Tourner sa langue sept fois dans sa bouche avant de parler, ça te laisse peut-être le temps de cogiter un peu, mais ça laisse surtout le même temps aux autres pour balancer un paquet de conneries. À grandir avec vos proverbes pour tuteurs, alors qu’ils ont tellement vieilli qu’ils ne peuvent plus sortir sans leur troisième patte et leur culotte tanga, j’ai la langue qui a acquis tellement de souplesse qu’elle sait faire le nénuphar (et même si ça sert à rien, ça fait toujours son petit effet en soirée) mais j’ai surtout choppé une putain de migraine au passage.

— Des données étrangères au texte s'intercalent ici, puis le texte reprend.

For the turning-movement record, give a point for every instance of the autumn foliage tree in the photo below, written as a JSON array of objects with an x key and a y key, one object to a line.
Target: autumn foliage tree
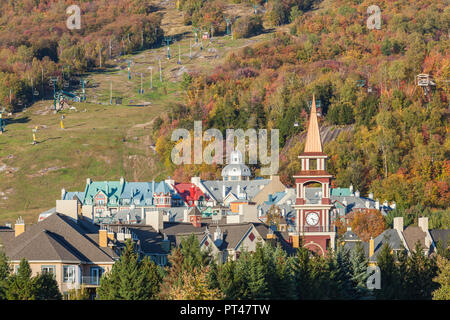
[{"x": 368, "y": 223}]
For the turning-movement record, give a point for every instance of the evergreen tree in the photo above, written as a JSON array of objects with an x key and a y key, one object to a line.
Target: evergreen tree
[
  {"x": 419, "y": 276},
  {"x": 130, "y": 278},
  {"x": 359, "y": 270},
  {"x": 228, "y": 280},
  {"x": 172, "y": 277},
  {"x": 389, "y": 274},
  {"x": 4, "y": 274},
  {"x": 195, "y": 287},
  {"x": 46, "y": 287},
  {"x": 78, "y": 294},
  {"x": 443, "y": 279},
  {"x": 302, "y": 274},
  {"x": 20, "y": 285},
  {"x": 340, "y": 274},
  {"x": 281, "y": 282},
  {"x": 193, "y": 256}
]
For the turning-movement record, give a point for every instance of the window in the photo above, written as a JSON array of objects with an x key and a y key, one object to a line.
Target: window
[
  {"x": 69, "y": 274},
  {"x": 48, "y": 269},
  {"x": 96, "y": 274}
]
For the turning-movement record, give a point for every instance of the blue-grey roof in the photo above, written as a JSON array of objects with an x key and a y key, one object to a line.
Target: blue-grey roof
[
  {"x": 250, "y": 187},
  {"x": 275, "y": 198},
  {"x": 139, "y": 193},
  {"x": 162, "y": 187},
  {"x": 70, "y": 195},
  {"x": 389, "y": 236}
]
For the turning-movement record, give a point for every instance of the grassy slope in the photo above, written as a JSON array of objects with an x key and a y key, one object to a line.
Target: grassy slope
[{"x": 91, "y": 144}]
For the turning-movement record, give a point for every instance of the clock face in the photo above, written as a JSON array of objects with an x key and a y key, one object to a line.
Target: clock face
[{"x": 312, "y": 218}]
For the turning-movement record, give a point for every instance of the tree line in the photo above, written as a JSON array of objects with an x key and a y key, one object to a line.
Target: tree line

Je ne sais pas qui a un jour décrété que le silence était notre ennemi, mais c’était probablement le même type qui avait pris l’option latin parce que ça faisait bien, mais que c’était tellement une quiche en version qu’il a fini par croire que tonton René avait dit « je parle donc je suis ». Et il l’a répété à tout le monde, le con. Et avec sa grande verve et quelques postillons, il a si bien réussi à faire passer la méprise que, depuis, les parents se sont mis à s’extasier devant les premiers mots de leur môme, même s’ils ne veulent jamais rien dire. L’école a créé des cours d’expression, s’est mise à noter la parole, et qu’importe le verbe pourvu que la bouche s’ouvre. Le monde a ouvert des groupes de parole parce que le long de ses rues qui débordent d’un brouhaha désordonné nos mots ne résonnaient plus assez. Le problème, c’est qu’on nous a tellement fourré les tympans de rumeurs qu’on a prises pour paroles d’évangile, qu’on a fini par nous persuader, tous seuls comme des grands, que le silence, ça faisait des bleus aux genoux et des nœuds dans le ventre, ça creusait des tranchées le long des avant-bras et un trou béant dans le crâne.

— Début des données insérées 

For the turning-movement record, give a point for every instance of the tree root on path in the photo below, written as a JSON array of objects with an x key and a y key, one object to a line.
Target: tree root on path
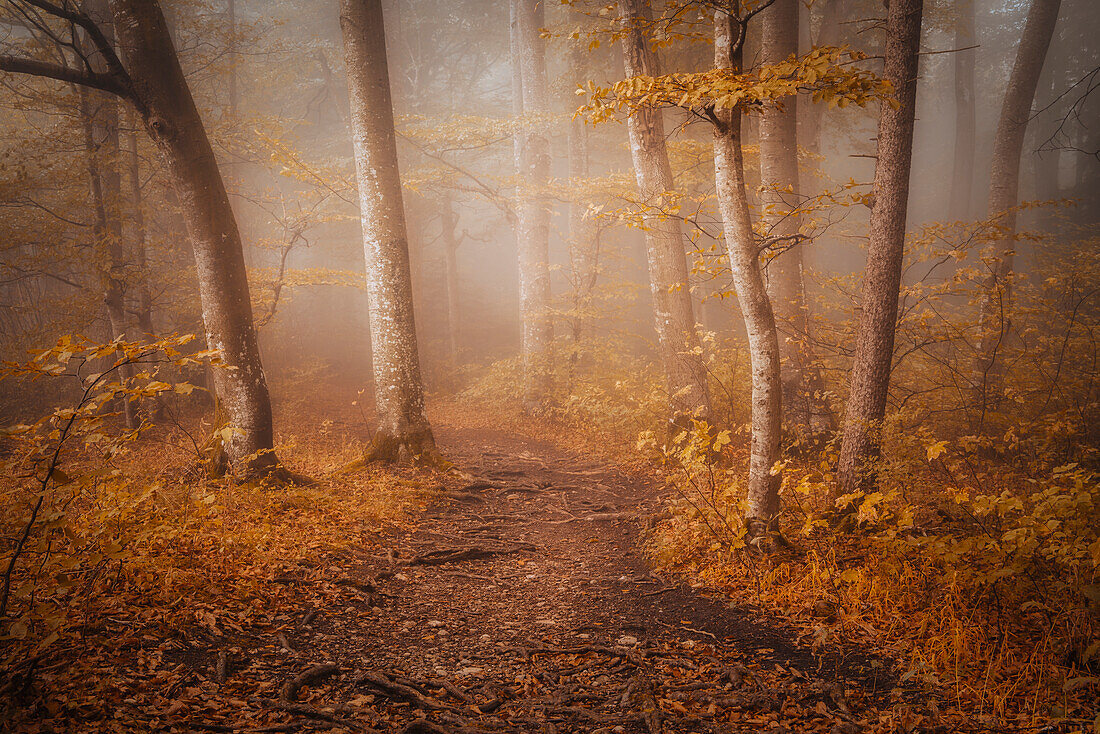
[
  {"x": 474, "y": 552},
  {"x": 290, "y": 689}
]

Ne me demandez pas d’arrêter de voyager parce que vous avez peur en avion ; n’obligez pas ceux qui se taisent à prendre la parole avant qu’elle ne vienne de son plein gré parce que leur silence vous angoisse. Dans leur silence il n’y a rien qui puisse blesser votre ego, mais leurs épaules en chient déjà assez pour le porter, alors n’étalez pas en plus de tout son long votre regard accusateur dessus. Parce qu’il en faut, du courage et du sang-froid, pour garder la bouche fermée au risque de crever de faim juste parce qu’on refuse de gober les chansonnettes et qu’on n’en peut plus d’en chopper à chaque fois une indigestion. Parce qu’il en faut des couilles et des biceps, pour écouter ce silence qui, parce qu’on ne lui a jamais laissé la place pour s’exprimer, n’a plus que la colère les coups et le fusil de pépé pour se faire entendre de l’autre côté des portes qu’on a fermées à double tour et dont on a jeté la clé loin de tous ces lieux communs où, même si les sourires sonnent faux, au moins ils savent rassurer.
Il y a des jours, franchement, où vous m’emmerdez, gentiment, affectueusement, avec amour, mais vous m’emmerdez : à jouer aux pions dans cette partie où le monde est toujours le seul héros parce que c’est lui qui invente les règles au fur et à mesure ; à bomber le torse et à vous prendre pour des adultes, avec vos titres, vos thunes et vos certitudes, et à pointer du doigt les mômes comme moi qui n’ont que leurs yeux pour épée et leur humour pour bouclier, alors que les blessures de poupons que vous traînez à vos pieds, même si vous les avez enveloppées dans du coton, résonnent plus fort que nos rires innocents contre les murs de vos prisons argentées.